The likelihood of it occurring is 1/20,000 of the general population. Therefore the potential for misdiagnosis is high.

First, a bit of a nitpick. I think you mean to be saying ‘middle ear’ and not ‘inner ear’. Look here for a good picture of the anatomy. The inner ear is encased by bone and is unlikely to get infected. On the other hand, middle ear infections (otitis media) are really, really common (anyone with a little kid knows that).

Referring to the linked image, you’ll see that the middle ear is separated from the outer ear (and thence to the world) by a mere membrane - the tympanic membrane, or ear drum. I mention this because if there is an infection in the middle ear, the natural ‘cure’ is for the infection to pierce through the ear drum and thereby drain to the outside. Although it’s not always the case, the ear drum usually heels after that happens.

How likely does a middle ear infection lead to meningitis? Well, according to this page of the Medscape article on complications of otitis media the overall incidence of ALL intracranial complications (i.e. including meningitis AND other complications developing within the skull) is 0.36 percent; about one in three hundred. So, the rate of meningitis is even less than that. In fact, the original article on which that figure was based says that meningitis occurred in 43 out of the 87 patients who developed an intracranial complication. In other words, about half of them. Bottom line, then, is that around 0.18 percent of people with otitis media get meningitis. Phrased differently, that’s about 1 in 550 people.

(Note that much of the data in the article I cited above is over 30 years old. And, it’s from Thailand. I suspect that more contemporary figures based on data from the developed world would yield a much lower rate of meningitis following otitis media.)

I’ve just spent a few minutes looking over a number of more recent papers, from European centres, describing the rate of meningitis and other intracranial infections following otitis media. Unfortunately, I can’t link to any of them.

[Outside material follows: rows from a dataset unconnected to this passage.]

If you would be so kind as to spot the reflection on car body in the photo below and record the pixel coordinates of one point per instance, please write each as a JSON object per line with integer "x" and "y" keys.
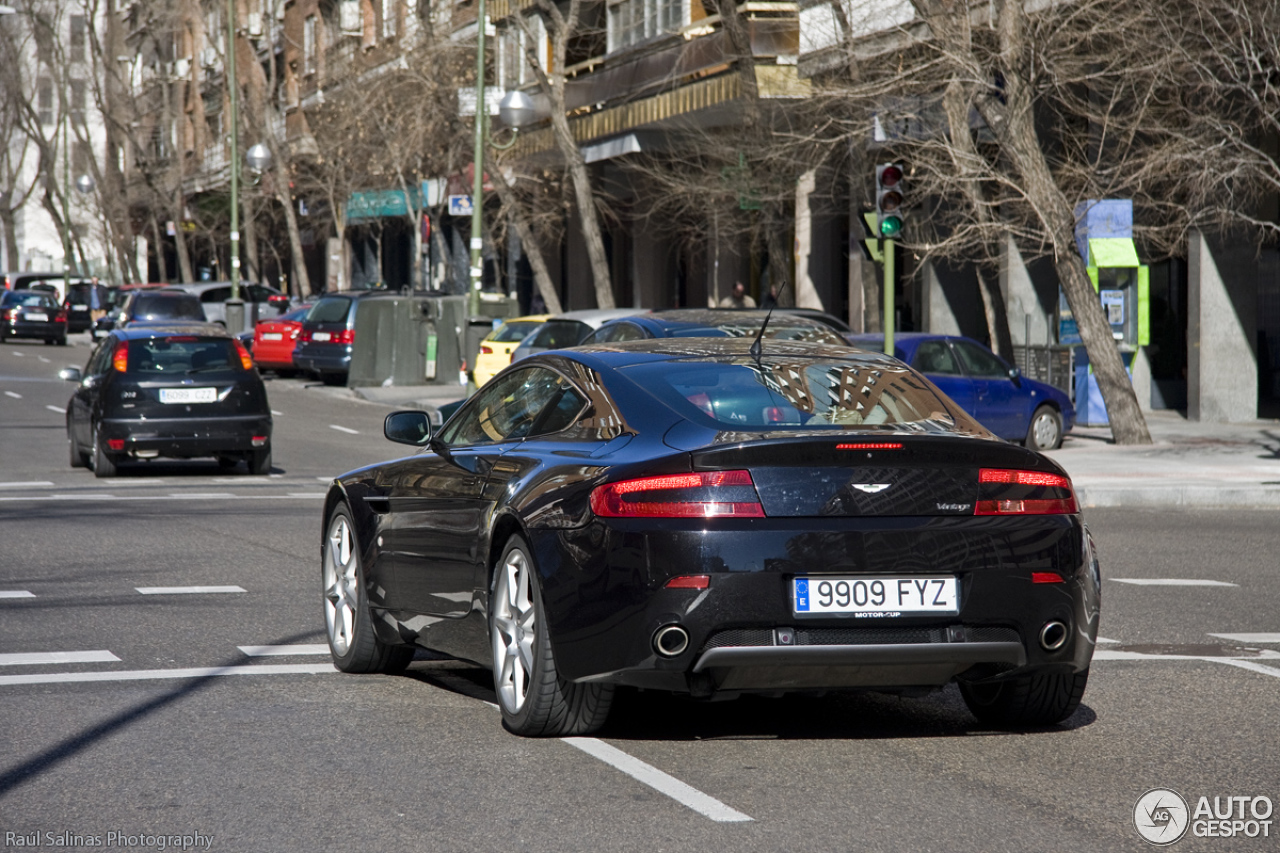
{"x": 686, "y": 515}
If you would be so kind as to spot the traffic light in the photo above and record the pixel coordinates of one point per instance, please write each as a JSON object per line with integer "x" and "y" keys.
{"x": 888, "y": 199}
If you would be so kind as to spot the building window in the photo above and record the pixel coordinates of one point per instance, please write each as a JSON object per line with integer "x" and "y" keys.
{"x": 389, "y": 18}
{"x": 309, "y": 45}
{"x": 45, "y": 100}
{"x": 635, "y": 21}
{"x": 77, "y": 92}
{"x": 78, "y": 40}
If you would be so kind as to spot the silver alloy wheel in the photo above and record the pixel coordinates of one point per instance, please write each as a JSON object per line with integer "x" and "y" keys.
{"x": 341, "y": 589}
{"x": 1046, "y": 430}
{"x": 515, "y": 625}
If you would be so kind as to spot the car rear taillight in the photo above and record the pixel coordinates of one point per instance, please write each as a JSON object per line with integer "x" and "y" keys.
{"x": 707, "y": 495}
{"x": 1013, "y": 492}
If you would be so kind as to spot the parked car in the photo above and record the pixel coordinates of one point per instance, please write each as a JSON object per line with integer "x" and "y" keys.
{"x": 174, "y": 391}
{"x": 86, "y": 301}
{"x": 272, "y": 342}
{"x": 693, "y": 516}
{"x": 328, "y": 334}
{"x": 1010, "y": 405}
{"x": 261, "y": 302}
{"x": 717, "y": 323}
{"x": 567, "y": 329}
{"x": 497, "y": 347}
{"x": 32, "y": 314}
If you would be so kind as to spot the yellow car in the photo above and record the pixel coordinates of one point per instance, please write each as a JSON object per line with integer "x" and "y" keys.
{"x": 496, "y": 350}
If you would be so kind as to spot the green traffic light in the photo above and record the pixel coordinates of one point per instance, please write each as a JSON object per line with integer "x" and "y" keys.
{"x": 891, "y": 227}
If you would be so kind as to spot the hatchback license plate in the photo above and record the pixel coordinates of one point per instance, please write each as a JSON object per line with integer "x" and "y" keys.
{"x": 873, "y": 597}
{"x": 187, "y": 395}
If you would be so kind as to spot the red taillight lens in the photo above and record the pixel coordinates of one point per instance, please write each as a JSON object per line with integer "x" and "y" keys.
{"x": 707, "y": 495}
{"x": 1013, "y": 492}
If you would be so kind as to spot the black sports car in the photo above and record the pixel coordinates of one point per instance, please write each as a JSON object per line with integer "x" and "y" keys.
{"x": 689, "y": 515}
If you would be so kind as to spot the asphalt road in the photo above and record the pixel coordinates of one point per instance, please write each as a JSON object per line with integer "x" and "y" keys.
{"x": 278, "y": 752}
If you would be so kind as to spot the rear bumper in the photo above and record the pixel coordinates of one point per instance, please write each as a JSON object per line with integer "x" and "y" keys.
{"x": 186, "y": 438}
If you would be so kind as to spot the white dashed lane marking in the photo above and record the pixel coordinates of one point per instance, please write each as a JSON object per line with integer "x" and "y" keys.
{"x": 1171, "y": 582}
{"x": 282, "y": 651}
{"x": 28, "y": 658}
{"x": 187, "y": 591}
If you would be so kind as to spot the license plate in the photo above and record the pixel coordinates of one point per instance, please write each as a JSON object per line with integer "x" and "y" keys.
{"x": 874, "y": 597}
{"x": 187, "y": 395}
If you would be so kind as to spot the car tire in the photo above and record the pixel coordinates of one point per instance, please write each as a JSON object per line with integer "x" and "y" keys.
{"x": 103, "y": 464}
{"x": 1036, "y": 699}
{"x": 534, "y": 699}
{"x": 260, "y": 461}
{"x": 1045, "y": 430}
{"x": 348, "y": 624}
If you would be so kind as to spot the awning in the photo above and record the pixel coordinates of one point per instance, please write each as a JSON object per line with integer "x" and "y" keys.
{"x": 1112, "y": 251}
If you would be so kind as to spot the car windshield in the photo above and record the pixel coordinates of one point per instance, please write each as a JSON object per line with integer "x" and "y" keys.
{"x": 787, "y": 392}
{"x": 330, "y": 310}
{"x": 154, "y": 306}
{"x": 513, "y": 332}
{"x": 179, "y": 355}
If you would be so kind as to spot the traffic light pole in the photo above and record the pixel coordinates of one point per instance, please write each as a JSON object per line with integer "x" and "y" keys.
{"x": 888, "y": 296}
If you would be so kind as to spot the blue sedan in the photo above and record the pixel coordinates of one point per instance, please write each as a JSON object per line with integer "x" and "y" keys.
{"x": 987, "y": 387}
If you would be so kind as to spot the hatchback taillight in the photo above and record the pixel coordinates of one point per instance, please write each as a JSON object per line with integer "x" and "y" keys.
{"x": 705, "y": 495}
{"x": 1013, "y": 492}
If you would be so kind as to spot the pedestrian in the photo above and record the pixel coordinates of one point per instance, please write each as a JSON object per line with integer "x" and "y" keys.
{"x": 739, "y": 297}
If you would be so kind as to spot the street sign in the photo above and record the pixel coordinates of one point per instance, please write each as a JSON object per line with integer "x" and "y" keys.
{"x": 460, "y": 205}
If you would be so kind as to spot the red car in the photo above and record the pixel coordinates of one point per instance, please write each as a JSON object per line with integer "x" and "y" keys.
{"x": 274, "y": 340}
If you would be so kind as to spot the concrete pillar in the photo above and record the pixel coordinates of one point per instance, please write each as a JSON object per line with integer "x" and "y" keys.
{"x": 1221, "y": 366}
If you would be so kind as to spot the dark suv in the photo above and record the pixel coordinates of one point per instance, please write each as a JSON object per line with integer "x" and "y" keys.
{"x": 176, "y": 391}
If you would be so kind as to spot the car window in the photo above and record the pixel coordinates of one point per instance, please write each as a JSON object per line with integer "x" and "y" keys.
{"x": 329, "y": 310}
{"x": 936, "y": 356}
{"x": 506, "y": 409}
{"x": 789, "y": 393}
{"x": 981, "y": 363}
{"x": 181, "y": 355}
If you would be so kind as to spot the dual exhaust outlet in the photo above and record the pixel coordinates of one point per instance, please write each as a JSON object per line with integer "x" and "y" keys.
{"x": 671, "y": 641}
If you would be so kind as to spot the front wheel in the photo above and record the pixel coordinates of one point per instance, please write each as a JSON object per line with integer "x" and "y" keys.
{"x": 348, "y": 624}
{"x": 1045, "y": 430}
{"x": 1036, "y": 699}
{"x": 533, "y": 698}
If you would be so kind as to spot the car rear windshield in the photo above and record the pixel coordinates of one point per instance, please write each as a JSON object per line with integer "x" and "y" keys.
{"x": 169, "y": 306}
{"x": 557, "y": 334}
{"x": 513, "y": 332}
{"x": 330, "y": 310}
{"x": 182, "y": 355}
{"x": 786, "y": 392}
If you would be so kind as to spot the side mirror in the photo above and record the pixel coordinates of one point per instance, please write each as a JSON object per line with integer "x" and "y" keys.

What is clear from looking at them is that the rate of meningitis following middle ear infection is much, much lower than the 1 in 555 I mentioned above. None give a precise value which I assume is because the actual number of people with otitis media is impossible, or at least very difficult, to determine. Still, a figure for meningitis complicating otitis media of about 1 in 10,000 or even less seems reasonable. In fact, in a previously normal person, who’s never had trauma to the middle ear, and has had no problem with prior complications from otitis media such as cholesteatoma, the rate would seem to be even much less.